Going to the default lwIP task stack size seems like a good idea (2.5K -> 3K) and the esp-idf probably increased the default size for a good reason. It was increased back in 2018, but we didn't pay enough attention to that: https://github.com/espressif/esp-idf/commit/2ff3f8b0c8b14dc3e9b581d3031689e13c5530a6. The commit message also wasn't super helpful 😋
i
okay.. I mean I am happy if thats the fix! that would be amazing
I will keep it running and see if it stays
f
I'm still running two devices at work with your setup.
i
but with old jag?
f
yes
i
and you haven't seen the hang yeT?
f
I'm working from home today, so will only see if it "worked" tomorrow or (maybe even only) next week
i
ah ok
thats fine
f
but until yesterday evening it didn't reproduce.
k
This means that is hadn't reproduced when you checked yesterday evening, right? Not that it reproduced yesterday evening.
f
Correct. I hadn't reproduced when I checked at that time.
k
@Informatic0re Let us know the status of your tests on alpha.119. Is it possible for you to run the tests over the weekend too so we get more data?
i
the device is still running (second night). I will keep it running over the weekend. if it still runs on monday it might be fixed
k
It is pretty crazy to think about. You reported the hang and we found this old bug report that matched the description pretty well. We checked our stack limits and noticed they were slightly off from the defaults. I assume we believe this is the issue @nlsrchtr reported on October 16?
i
yes exactly - it feels a bit strange and "too easy"
I will swtich to Artemis on monday again and keep it running with that
@floitsch are you running the code with jag or artemis right now?
k
I believe Florian is using Jaguar.
f
I'm using Jaguar.
i
you can nor check if it is still running right? because it s in the office? but on monday the nI guees?
f
I ended up working from home. I will check on Monday.
i
the jaguar device is still running
no hang
I will replace it now with the artemis version
k
You should be able to use Artemis v0.13.3 with SDK v2.0.0-alpha.120.
i
thats what I am running
the device from @nlsrchtr got an update as well on friday with artemis and is also still running today
devices are still running - I think we can almost count this bug as fixed
but @floitsch you have not been able to reproduce it, right?
f
Both boards are still doing fine (as of yesterday evening)
k
@Informatic0re There's a chance that the timings involved in talking to the servers play a role in this.

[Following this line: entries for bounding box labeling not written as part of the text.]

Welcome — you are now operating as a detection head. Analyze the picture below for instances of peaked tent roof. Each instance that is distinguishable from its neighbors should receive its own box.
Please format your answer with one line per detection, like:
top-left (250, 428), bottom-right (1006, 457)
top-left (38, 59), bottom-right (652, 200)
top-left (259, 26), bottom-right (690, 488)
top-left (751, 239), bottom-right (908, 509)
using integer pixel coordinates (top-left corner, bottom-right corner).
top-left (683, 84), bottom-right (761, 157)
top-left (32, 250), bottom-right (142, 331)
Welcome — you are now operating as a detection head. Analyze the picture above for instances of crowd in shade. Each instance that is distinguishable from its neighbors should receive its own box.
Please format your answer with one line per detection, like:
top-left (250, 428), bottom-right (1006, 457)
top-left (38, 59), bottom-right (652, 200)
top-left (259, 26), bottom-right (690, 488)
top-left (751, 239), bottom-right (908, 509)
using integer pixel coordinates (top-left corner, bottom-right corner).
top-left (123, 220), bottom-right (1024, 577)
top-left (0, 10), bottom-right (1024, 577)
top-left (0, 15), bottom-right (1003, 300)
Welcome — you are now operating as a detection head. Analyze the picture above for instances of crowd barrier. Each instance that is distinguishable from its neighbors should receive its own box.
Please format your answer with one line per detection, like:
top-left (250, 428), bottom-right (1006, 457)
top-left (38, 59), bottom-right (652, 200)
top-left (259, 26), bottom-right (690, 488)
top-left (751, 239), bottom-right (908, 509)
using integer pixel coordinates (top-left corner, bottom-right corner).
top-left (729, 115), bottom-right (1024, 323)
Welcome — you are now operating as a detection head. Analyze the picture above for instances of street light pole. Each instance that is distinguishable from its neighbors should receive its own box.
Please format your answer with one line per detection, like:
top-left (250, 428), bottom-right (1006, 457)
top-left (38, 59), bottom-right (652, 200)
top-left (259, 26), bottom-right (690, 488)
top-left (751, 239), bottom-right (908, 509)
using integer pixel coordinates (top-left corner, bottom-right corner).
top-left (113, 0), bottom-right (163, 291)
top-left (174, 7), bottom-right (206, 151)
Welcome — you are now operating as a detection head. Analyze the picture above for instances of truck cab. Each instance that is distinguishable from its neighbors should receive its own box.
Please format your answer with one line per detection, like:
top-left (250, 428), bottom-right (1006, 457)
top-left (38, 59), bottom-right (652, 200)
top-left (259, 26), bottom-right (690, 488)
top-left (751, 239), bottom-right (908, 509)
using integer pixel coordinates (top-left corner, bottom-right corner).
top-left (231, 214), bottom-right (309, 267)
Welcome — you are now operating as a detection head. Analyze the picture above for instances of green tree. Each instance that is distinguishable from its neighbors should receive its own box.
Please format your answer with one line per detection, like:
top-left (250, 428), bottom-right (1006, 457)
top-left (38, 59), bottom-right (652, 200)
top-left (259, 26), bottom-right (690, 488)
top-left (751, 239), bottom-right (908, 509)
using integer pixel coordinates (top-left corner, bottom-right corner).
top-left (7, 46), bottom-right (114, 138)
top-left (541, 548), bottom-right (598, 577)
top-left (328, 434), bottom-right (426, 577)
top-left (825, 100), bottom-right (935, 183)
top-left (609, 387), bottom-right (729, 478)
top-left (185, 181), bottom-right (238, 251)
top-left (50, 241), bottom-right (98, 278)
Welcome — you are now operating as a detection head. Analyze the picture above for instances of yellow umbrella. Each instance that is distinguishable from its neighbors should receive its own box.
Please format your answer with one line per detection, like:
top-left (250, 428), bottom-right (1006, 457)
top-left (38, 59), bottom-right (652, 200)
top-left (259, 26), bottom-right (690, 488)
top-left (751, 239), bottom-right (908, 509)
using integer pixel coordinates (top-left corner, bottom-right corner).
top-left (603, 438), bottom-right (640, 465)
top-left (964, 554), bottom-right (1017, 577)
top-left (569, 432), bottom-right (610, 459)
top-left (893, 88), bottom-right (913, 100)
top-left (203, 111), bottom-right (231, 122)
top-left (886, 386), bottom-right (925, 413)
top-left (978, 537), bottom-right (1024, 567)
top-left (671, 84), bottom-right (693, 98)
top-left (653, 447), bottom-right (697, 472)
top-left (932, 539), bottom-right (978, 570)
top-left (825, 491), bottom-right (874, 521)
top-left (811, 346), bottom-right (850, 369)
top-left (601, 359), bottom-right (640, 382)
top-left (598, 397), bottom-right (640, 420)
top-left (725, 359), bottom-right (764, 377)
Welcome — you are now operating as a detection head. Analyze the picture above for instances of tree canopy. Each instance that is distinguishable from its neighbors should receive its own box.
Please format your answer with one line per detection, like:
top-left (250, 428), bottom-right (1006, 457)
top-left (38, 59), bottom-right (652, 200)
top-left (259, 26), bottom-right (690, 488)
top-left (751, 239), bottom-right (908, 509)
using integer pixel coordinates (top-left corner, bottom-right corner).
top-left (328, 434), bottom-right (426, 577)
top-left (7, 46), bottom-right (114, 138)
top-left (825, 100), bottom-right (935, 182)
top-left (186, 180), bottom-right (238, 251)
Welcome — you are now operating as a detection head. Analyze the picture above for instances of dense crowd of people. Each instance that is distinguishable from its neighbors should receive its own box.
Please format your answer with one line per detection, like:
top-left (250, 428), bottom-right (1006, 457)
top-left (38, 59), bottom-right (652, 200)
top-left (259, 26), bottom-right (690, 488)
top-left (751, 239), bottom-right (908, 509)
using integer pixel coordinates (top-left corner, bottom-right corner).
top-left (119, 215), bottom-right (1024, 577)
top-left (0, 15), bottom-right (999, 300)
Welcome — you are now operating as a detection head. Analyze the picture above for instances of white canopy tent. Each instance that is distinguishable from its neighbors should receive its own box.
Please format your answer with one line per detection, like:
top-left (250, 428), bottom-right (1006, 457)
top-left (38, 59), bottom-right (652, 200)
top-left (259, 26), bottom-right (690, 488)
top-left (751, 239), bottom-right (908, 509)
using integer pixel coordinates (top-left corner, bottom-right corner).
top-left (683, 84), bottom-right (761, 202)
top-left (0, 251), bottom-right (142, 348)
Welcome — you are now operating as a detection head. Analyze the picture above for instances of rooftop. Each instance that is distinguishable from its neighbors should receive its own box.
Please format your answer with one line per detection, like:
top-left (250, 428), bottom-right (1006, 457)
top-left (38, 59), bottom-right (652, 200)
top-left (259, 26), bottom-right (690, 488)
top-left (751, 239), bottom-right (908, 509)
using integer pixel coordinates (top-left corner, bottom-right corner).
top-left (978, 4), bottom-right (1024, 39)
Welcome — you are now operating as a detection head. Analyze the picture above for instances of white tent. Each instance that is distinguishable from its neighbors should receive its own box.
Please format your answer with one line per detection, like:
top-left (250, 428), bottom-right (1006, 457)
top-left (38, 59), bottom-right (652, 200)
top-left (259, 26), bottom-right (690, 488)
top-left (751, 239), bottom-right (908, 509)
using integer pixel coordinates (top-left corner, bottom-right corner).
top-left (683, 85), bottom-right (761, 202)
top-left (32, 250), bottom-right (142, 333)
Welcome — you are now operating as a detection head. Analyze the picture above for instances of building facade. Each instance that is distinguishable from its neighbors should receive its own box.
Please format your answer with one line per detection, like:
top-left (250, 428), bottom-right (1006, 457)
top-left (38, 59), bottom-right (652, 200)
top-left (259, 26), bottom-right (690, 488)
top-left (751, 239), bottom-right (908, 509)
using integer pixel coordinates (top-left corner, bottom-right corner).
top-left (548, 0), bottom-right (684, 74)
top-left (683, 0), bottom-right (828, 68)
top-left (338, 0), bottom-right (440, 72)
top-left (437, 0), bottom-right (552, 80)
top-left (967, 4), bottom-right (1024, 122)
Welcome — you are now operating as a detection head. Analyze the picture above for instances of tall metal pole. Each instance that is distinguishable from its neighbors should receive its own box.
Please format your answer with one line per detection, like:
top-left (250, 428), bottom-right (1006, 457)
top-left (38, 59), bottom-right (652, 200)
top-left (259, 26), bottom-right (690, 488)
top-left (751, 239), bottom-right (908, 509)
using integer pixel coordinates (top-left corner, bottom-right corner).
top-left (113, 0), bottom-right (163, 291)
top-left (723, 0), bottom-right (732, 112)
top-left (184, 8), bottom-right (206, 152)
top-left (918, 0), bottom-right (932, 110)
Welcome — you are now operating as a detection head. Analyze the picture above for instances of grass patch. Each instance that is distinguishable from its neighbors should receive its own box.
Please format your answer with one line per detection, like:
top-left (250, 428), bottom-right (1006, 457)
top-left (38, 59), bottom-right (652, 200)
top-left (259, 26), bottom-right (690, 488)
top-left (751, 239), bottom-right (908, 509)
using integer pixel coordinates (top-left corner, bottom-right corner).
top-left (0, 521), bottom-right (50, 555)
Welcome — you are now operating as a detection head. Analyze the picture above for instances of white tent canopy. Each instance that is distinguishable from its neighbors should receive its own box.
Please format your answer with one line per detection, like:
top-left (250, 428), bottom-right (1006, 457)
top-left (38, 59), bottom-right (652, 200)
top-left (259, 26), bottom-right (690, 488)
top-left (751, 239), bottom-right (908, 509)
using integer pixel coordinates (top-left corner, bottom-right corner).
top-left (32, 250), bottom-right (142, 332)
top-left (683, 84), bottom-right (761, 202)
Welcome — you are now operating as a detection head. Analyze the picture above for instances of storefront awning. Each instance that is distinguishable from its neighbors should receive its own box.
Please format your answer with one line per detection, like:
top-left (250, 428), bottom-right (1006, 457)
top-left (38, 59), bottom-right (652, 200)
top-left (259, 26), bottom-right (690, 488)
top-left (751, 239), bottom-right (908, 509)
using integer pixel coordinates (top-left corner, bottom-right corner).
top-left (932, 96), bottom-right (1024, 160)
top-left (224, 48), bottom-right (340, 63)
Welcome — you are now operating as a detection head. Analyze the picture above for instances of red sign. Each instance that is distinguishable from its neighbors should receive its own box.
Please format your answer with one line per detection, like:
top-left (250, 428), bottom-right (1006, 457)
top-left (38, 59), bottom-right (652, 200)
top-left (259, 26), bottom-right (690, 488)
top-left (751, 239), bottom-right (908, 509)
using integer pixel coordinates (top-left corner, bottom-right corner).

Florian's setup is different in this respect, so maybe the lwIP stack is exercised in a different way there.
f
My two devices are still running without issues (after a week?). So I agree with Kasper. There is a chance that my setup is just slightly different and we never hit the overflow (assuming that was the reason).
i
my device here also still runs with artemis since monday
f
Mine is still running the old Jaguar.